Vocabulary Richness in Historical Texts

The Problem

Lexical richness — how varied an author's word choices are — is used in authorship studies, language acquisition research, and digital humanities.
The simplest measure is the type-token ratio (TTR): the number of distinct word types divided by the total number of word tokens.
TTR has a well-known flaw: it falls as text length increases even when richness is constant, because longer texts inevitably repeat high-frequency words.
The Moving-Average Type-Token Ratio (MATTR) fixes this by computing TTR over fixed-width windows and averaging the results.
The approach here:
- Generate a synthetic corpus in which each author samples words from a Zipfian distribution with a different vocabulary size.
- Compute TTR and MATTR for each text using Polars.
- Visualize and compare richness scores across authors with Vega-Altair.

Why does a 1000-word text typically have a lower TTR than a 100-word text from the same author?

Because longer texts contain fewer unique words.: Wrong: longer texts contain more unique words in absolute terms; it is the ratio of unique words to total words that falls.
Because words are reused more often as text length increases, reducing the
proportion of unique word forms.: Correct: common words such as "the" and "of" appear multiple times; as total tokens grow, repetitions account for a larger share of the count.
Because the author's vocabulary is exhausted after 100 words.: Wrong: the full vocabulary is available throughout; it is reuse frequency that changes the ratio.
Because tokenisation introduces more errors in longer texts.: Wrong: TTR is a purely statistical property of the token sequence and is independent of tokenisation quality.

Type-Token Ratio and MATTR

Given a text of $T$ tokens containing $V$ distinct word types, the TTR is:

$$\text{TTR} = \frac{V}{T}$$

The MATTR with window width $w$ is:

$$\text{MATTR} = \frac{1}{T - w + 1} \sum_{i=0}^{T-w} \text{TTR}(t_i, t_{i+1}, \ldots, t_{i+w-1})$$

Each window has the same length $w$, so each window TTR is on the same scale; averaging them gives a length-fair summary.
When $T \leq w$ there is only one window and MATTR equals the global TTR.

A 100-word text contains 60 distinct word types.

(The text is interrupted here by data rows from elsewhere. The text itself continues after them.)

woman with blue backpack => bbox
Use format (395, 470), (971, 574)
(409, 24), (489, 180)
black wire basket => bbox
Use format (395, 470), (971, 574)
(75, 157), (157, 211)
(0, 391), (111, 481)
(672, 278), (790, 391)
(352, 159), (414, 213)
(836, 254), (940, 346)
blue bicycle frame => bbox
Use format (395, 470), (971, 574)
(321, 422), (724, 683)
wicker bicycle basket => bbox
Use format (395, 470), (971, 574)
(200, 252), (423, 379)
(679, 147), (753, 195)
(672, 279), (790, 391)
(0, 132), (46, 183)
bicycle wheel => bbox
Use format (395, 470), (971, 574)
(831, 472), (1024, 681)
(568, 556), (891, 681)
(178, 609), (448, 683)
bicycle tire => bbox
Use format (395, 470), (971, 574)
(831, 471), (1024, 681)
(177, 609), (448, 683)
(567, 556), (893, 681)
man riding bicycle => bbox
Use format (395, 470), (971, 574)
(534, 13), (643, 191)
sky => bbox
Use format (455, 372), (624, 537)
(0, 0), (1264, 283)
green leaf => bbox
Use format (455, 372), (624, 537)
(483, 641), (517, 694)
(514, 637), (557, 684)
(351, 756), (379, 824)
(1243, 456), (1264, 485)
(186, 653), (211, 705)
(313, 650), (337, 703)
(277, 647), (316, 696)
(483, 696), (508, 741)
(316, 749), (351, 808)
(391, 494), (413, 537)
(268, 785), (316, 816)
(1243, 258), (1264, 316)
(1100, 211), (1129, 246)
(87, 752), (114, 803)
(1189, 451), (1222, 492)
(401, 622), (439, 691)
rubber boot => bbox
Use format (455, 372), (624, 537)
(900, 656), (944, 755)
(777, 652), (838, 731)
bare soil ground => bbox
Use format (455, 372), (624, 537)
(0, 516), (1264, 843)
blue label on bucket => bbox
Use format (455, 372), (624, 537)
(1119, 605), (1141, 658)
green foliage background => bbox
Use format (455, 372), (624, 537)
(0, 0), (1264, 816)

What is its type-token ratio?

Generating Synthetic Texts

Word frequencies in natural language follow Zipf's law: the $k$-th most common word appears with frequency proportional to $1/k$.
Sampling from this distribution with different vocabulary sizes reproduces the richness differences between authors with limited and extensive lexicons.

def make_corpus(
    authors=AUTHORS,
    vocab_sizes=VOCAB_SIZES,
    texts_per_author=TEXTS_PER_AUTHOR,
    text_length=TEXT_LENGTH,
    zipf_exp=ZIPF_EXP,
    seed=SEED,
):
    """Return a Polars DataFrame with columns text_id, author, word.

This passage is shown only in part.